Other twentieth-century mass killings such as the Cambodian, Rwandan, Bosnian, Nazi Holocaust of European Jewry, and Armenian genocides have been recognized and memorialized, but barely a whisper has been uttered regarding the atrocities committed in Congo between 1885-1908. Why the disinterest and apathy?  Is it because the atrocities in Leopold’s Congo Free State were committed against people who were African and black, while the perpetrators were European and white?  In 1998, the International Criminal Tribunal for Rwanda’s conviction of Jean-Paul Akayesu for genocide while mayor of the Rwandan town of Taba received praise in the West.  Yes, the Tribunal did the right thing, and Western leaders were pleased.  But it is also possible that Akayesu’s conviction was so easily lauded by Western governments because ultimately a genocide inflicted upon black Africans by other black Africans is not a threat to the still predominant Western historical perspective and current power structures. In reality, the Rwandan genocide actually kept alive the Western colonial narrative that Africans are uncivilized and in need of Western-sponsored civilizing. On the other hand, the atrocities committed in Congo by a Western European nation do not fit so neatly into certain Western historical accounts, nor the collective Western European consciousness.  More specifically, the recognition of atrocities committed in Congo between 1885-1908 would not only upset the historical narrative of Belgium itself, it might also call for a much more critical review of the entire Western European colonial enterprise that catapulted various Western European nations, as well as the United States, to economic and sometimes military super-power status. 

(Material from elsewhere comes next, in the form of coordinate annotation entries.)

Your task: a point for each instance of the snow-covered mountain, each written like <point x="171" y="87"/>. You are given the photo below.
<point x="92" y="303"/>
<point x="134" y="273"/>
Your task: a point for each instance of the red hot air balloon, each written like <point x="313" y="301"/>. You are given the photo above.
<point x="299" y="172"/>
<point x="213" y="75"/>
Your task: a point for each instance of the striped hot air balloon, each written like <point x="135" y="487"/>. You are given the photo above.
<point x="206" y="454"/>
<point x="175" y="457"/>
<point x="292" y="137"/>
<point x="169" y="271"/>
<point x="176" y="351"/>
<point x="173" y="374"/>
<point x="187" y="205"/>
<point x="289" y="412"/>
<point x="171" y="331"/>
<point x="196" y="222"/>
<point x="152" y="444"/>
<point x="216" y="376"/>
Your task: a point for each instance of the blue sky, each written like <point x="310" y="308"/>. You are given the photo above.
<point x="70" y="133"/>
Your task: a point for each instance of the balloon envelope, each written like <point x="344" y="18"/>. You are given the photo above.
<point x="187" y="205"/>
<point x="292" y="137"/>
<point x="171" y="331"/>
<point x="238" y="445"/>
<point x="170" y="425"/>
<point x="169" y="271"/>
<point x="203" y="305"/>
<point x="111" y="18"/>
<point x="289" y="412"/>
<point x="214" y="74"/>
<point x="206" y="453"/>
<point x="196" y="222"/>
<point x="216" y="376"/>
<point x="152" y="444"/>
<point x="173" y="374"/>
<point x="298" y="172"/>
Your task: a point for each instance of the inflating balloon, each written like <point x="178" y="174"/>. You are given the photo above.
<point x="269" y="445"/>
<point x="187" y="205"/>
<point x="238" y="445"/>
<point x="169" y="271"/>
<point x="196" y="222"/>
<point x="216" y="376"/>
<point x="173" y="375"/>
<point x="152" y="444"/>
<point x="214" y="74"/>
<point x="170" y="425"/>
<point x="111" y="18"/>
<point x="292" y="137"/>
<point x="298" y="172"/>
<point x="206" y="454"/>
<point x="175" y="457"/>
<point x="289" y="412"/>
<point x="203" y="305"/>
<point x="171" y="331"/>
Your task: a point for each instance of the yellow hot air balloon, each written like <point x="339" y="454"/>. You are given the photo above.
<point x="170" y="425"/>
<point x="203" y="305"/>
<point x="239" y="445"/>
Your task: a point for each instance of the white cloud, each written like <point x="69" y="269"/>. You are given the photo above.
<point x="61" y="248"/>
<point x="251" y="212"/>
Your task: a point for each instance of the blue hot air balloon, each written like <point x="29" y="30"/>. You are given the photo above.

A key figure in regard to what transpired in the Congo Free State is the above-mentioned Royal Museum for Central Africa in Brussels, constructed in 1897 with profits made from the sale of Congolese rubber.  Even as Congo experienced the continued theft of its resources and extreme poverty in the years following its independence from Belgium in 1960, the museum’s purpose was, and remained until 2013, to be a monument of the good works that Belgium performed in Congo. This perspective was only recently challenged, thanks in part to Adam Hochschild's 1999 book, "King Leopold's Ghost.”
Soon after the release of Hochschild’s book, the museum's director, Guido Gryseels, set out to update the museum’s message that so easily glossed over the already well-documented maimings and deaths committed against the Congolese between 1885 and 1908. What resulted was an exhibit entitled "Memory of Congo: The Colonial Era", which opened in 2005.   As it turned out, the intention of the “Memory of Congo” exhibit was not to come clean in regard to the Leopold-era excesses, but rather to illustrate Belgium's positive influence in Congo in the form of medicine, agriculture, education, railroads, mining, and Christianity.  The charge of genocide was vehemently denied. In fact, one wall in the exhibit literally posed the question to all who entered: "Genocide in the Congo?" The exhibit argued that Hochschild’s estimate of 10 million dead Congolese could not be confirmed because reliable figures do not exist in regard to Congolese population numbers in the late nineteenth and early twentieth centuries.  
In proceeding years, the Royal Museum for Central Africa remained under heavy scrutiny, resulting in its closure in 2013 in order to allow for yet another renovation and socio-historical makeover in order to offer a more critical view of such a dark and controversial piece of history.  As mentioned, the museum will be reopening in December of 2018 with a “new story” and a “new narrative” according to Guido Gryseels.  
Even if the Royal Museum for Central Africa exceeds all expectations in regard to illuminating Leopold’s slave and terror state, as well as the millions of Congolese deaths it incurred, it will not be enough.  After all, it is not a genocide museum, or even a memorial, but rather an educational  museum. That said, and all previous attempts and debate to label what transpired in Congo between 1885-1908 aside, there needs to be an accounting and recognition, not just in Belgium, but in the international community, that in Leopold II’s Congo Free State untold numbers of Congolese were shot, maimed, tortured, raped, starved, enslaved, and worked to death, resulting in millions of Congolese deaths.  This is not something that should be left to a museum, much less one whose message has changed very little since 1897.